Oh, I'm so delighted you asked!

The point is this:

  • Our tree has 15 node values created by our eight original pieces of data
  • We can provide someone with three values from the tree, called a proof that, combined with their one piece of original data, someone can mathematically prove that their data was part of the data used to build the tree, so long as we know the root value.
  • This proof provides no information to the user about any other data used to create the tree.
  • This has many interesting applications, from identifying possible data corruption in the InterPlanetary File System (IPFS), Btrfs, and ZFS file systems, to identifying changes in Git and Mercurial repositories, to keeping track of transactions within blocks of the Bitcoin and Ethereum blockchain networks.

Let's see how it works:

Imagine you're the owner of data item #3 and want to prove that your data is part of the tree. The creator of the tree would provide you with the node data highlighted in red in the following diagram:

 

The completed tree

 

Your proof would consist of just three integers:

[N4, N1,2, N(5,6),(7,8)]

Using these values and data item #3, anyone can re-calculate the root value:

  • You can calculate N3 from data item #3.
  • With N3 and N4, you can calculate N3,4.
  • With N3,4 and N1,2, you can calculate N(1,2),(3,4).
  • Finally, with N(1,2),(3,4) and N(5,6),(7,8), you can calculate the root value and compare it to the known root.

So, suppose you want to prove that your address, 0x3333333333333333333333333333333333333333, is on that original list of addresses allowed to pre-order an NFT. In that case, you provide your address and the three proof values.
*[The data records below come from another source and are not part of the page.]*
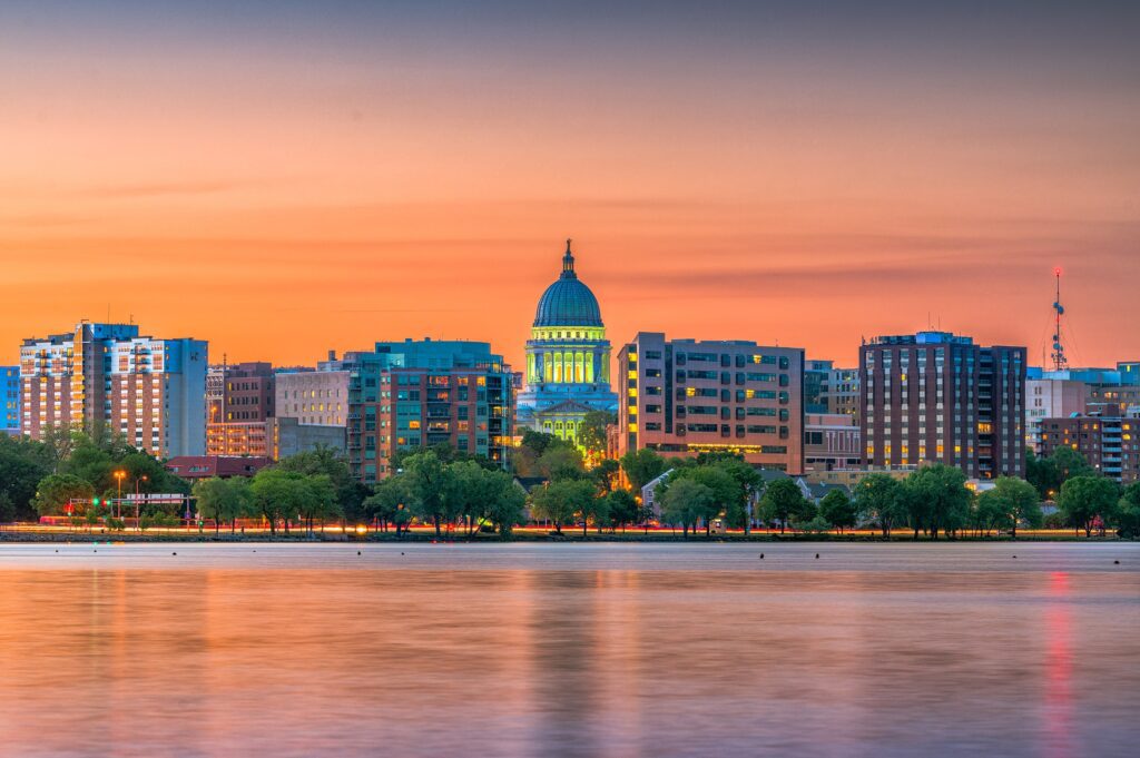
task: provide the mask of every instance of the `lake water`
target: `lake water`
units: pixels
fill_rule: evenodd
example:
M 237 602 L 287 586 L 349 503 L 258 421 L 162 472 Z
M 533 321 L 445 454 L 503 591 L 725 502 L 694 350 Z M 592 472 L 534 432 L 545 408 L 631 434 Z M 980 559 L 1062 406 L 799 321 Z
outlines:
M 0 544 L 3 756 L 1138 743 L 1134 544 Z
The NFT code can do these calculations, and if it creates a root value matching the original root - well, that proves that your address was on the original list.

The only value the NFT producer needs to keep in their blockchain code is the root value itself! Because keeping anything stored on the blockchain is expensive, this is a huge benefit! Of course, the root mustn't be able to be altered, which is why keeping it IN the smart contract on the blockchain is what smart developers do.

And this bears repeating: none of the proof values gives anyone any information about the other original data values.

Of course, Merkle Trees can be MUCH bigger than simply having eight leaf nodes. As the number of leaf nodes grows, so does the number of values in the proof, but that number grows slowly compared to the increase in the size of the leaf nodes. A proof containing 32 integers would be sufficient for a Merkle Tree with 4,294,967,296 leaf nodes!

Most hash tree implementations are binary (two child nodes under each node), but they can just as well use many more child nodes under each node, but that's a story for another day!

Dockerfile

I've added a Dockerfile to build a container to run the python code. It will install all of the pre-requisite libraries. To use it, edit the code however you want (if you need to make changes), then build the container to run it:

docker build -t merkletrees .
docker run -it --rm --name=merkletrees merkletrees

If you need to edit the merkle_tree.py file, I've included both vim and nano in the image.